The assets include 12 NGL terminals in Arizona, Arkansas, Indiana, Minnesota, Missouri, Montana, Washington and Wisconsin, with more than 12 million gallons of above-ground propane storage, 3.7 million bbl of underground leased storage for NGLs, and a rail fleet of about 350 leased and 12 owned cars.
"These assets and operations will provide balance between our business segments and continue the geographic expansion of our operation. This will position NGL [Energy] to take advantage of opportunities arising from the expanding liquids-rich shale plays throughout North America," said Brian Pauling, COO of the company's midstream division.
NGL Energy said it will issue 8,950,000 common units to SemStream for the assets. In addition, up to a maximum of $100 million in cash will be paid in connection with working capital acquired.
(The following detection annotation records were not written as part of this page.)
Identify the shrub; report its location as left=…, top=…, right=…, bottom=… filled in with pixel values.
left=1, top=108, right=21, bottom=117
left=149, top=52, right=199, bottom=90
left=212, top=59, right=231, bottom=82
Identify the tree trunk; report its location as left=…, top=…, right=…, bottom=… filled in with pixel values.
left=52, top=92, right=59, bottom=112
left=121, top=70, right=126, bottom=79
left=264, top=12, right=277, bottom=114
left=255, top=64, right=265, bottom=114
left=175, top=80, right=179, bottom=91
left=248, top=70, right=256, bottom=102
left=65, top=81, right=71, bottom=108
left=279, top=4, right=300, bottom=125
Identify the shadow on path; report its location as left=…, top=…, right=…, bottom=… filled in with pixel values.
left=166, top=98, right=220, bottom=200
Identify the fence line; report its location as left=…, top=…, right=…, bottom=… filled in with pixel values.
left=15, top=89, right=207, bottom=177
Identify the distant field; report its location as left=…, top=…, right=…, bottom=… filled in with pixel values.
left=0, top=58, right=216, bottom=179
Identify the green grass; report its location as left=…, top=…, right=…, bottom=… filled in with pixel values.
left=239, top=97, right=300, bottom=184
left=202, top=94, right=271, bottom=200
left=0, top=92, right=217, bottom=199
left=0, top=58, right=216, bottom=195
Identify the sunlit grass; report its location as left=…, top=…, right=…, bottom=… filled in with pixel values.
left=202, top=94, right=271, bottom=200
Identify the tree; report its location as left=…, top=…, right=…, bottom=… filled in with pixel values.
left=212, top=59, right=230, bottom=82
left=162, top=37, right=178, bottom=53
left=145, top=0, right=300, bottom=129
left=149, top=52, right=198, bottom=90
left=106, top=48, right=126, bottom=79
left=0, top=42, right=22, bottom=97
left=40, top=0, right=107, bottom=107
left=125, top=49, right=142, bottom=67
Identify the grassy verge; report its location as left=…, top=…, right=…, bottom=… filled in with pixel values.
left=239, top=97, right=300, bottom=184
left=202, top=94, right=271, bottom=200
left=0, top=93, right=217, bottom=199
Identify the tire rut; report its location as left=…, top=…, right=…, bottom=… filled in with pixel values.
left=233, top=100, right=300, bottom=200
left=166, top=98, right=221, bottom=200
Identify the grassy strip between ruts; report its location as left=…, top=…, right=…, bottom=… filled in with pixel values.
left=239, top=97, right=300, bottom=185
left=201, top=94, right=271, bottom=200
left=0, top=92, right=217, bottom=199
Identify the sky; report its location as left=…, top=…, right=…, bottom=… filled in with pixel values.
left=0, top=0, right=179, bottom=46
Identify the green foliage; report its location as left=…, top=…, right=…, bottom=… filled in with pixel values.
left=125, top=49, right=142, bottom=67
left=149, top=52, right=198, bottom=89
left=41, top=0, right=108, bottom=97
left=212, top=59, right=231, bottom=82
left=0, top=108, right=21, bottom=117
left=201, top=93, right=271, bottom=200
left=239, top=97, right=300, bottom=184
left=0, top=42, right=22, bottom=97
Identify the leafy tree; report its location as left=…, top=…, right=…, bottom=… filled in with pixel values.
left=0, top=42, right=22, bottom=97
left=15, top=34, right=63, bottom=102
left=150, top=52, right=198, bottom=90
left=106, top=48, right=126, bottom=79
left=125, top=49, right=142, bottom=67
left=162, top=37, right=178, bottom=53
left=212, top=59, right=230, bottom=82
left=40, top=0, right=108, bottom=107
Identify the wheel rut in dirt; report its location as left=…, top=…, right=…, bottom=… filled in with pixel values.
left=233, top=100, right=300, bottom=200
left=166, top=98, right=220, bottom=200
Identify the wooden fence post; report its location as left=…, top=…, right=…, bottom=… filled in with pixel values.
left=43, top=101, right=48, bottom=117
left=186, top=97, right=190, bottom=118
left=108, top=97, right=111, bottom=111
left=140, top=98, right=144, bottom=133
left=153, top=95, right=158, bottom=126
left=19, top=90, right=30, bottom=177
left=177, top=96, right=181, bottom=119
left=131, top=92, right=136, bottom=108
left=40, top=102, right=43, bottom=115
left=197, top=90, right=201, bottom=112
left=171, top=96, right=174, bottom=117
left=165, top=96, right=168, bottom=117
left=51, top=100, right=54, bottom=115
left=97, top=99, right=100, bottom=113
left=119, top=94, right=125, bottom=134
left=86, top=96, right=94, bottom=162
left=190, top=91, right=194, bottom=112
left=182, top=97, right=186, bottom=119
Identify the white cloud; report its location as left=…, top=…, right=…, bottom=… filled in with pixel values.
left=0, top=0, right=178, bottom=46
The cash working capital payment will be financed from borrowings under NGL Energy's amended revolving credit facility. The deal is subject to antitrust clearance and other customary closing conditions and is expected to close in the fourth quarter. NGL Energy expects the transaction to be accretive to its unitholders.
SemStream will acquire an interest in the general partner of NGL Energy and will have the right to appoint two members to the board of directors of the general partner.
"This transaction will increase the number of terminals owned by the partnership from three to 15, significantly expanding our midstream segment from the Midcontinent to the West Coast, including Washington and Arizona," said Stephen Tuttle, president of NGL Energy's midstream division. "These assets generate fee-based revenues and complement our current wholesale supply and marketing business."
NGL Energy was formed in September 2010 through the merger of Hicksgas and NGL Supply, and owns and operates a vertically integrated energy business with three segments: midstream, wholesale supply and marketing, and retail propane.